O Holocausto não foi apenas o genocídio provocado pela índole malévola dos dirigentes nazistas. O massacre hediondo de 6 milhões de judeus também exigiu uma retaguarda em que a elite empresarial alemã se empenhou em amplíssima escala.

É esse um dos eixos narrativos do romance "O Engenheiro da Morte: A Participação da Elite Alemã no Holocausto", lançado neste mês pela editora Vestígio. O autor é o brasileiro Marcio Pitliuk, que também é cineasta e estudioso da Segunda Guerra e de questões judaicas.

Portão do campo de concentração de Auschwitz, na Polônia - abr.45/AFP

Sua tese –parte da burguesia alemã ganhou dinheiro com o massacre dos judeus– não é propriamente original na historiografia ou na literatura. Há toda uma corrente que se nega a ver no Holocausto apenas o produto da malvadeza psicológica dos dirigentes do Terceiro Reich.

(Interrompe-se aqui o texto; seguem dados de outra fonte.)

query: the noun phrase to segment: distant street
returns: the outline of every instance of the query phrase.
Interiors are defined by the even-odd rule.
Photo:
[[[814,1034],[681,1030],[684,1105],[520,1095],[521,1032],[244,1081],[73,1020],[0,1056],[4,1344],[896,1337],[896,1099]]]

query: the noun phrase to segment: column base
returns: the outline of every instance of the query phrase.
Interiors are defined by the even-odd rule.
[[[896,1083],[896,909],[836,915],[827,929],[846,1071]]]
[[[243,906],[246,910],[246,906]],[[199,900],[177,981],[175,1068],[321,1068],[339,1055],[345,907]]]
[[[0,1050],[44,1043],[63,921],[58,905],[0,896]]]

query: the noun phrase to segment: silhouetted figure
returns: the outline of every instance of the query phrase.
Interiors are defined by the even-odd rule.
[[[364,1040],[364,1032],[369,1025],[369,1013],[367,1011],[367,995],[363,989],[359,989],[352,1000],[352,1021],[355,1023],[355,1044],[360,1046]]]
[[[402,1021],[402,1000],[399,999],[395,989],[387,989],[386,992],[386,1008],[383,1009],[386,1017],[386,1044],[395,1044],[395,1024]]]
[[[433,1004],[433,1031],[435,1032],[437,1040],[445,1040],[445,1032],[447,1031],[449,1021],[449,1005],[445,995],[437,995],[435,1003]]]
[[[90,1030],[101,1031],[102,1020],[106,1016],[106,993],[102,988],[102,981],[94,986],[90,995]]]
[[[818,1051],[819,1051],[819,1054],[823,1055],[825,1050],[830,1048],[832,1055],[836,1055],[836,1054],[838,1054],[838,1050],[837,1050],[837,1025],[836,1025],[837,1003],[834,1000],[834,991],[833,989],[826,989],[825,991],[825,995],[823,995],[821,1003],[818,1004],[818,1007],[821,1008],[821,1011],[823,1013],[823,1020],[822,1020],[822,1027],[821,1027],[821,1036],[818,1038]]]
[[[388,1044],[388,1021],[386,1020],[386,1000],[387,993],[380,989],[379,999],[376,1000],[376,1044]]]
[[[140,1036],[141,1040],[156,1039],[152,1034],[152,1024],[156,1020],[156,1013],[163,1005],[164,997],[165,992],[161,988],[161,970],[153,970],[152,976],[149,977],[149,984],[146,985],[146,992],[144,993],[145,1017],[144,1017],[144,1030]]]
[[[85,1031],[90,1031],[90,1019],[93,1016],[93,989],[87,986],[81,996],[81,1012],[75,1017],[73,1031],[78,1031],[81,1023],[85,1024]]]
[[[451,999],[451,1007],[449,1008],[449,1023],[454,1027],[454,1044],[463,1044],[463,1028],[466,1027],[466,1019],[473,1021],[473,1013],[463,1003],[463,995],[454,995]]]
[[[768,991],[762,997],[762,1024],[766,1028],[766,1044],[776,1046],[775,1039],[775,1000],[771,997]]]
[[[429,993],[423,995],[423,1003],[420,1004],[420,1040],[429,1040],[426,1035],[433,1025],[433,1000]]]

Foram os livros e documentários baseados nas raízes econômicas da guerra. Ou então em romances como "A Ordem do Dia", pelo qual o escritor francês Eric Vuillard recebeu o Prêmio Goncourt.

Mas o texto de Pitliuk tem outros atalhos. Ele transita com habilidade entre história e ficção –os chefes dos campos de concentração foram personagens reais, e notas de rodapé informam que foram condenados e enforcados pelo Tribunal de Nuremberg.

O romancista ainda transporta personagens para o Brasil do pós-guerra. O que provoca surpresa, por exemplo, em razão do recrutamento de ex-nazistas por grandes empresas alemãs aqui instaladas. Elas foram visivelmente cúmplices dos crimes cometidos anteriormente por alguns de seus quadros.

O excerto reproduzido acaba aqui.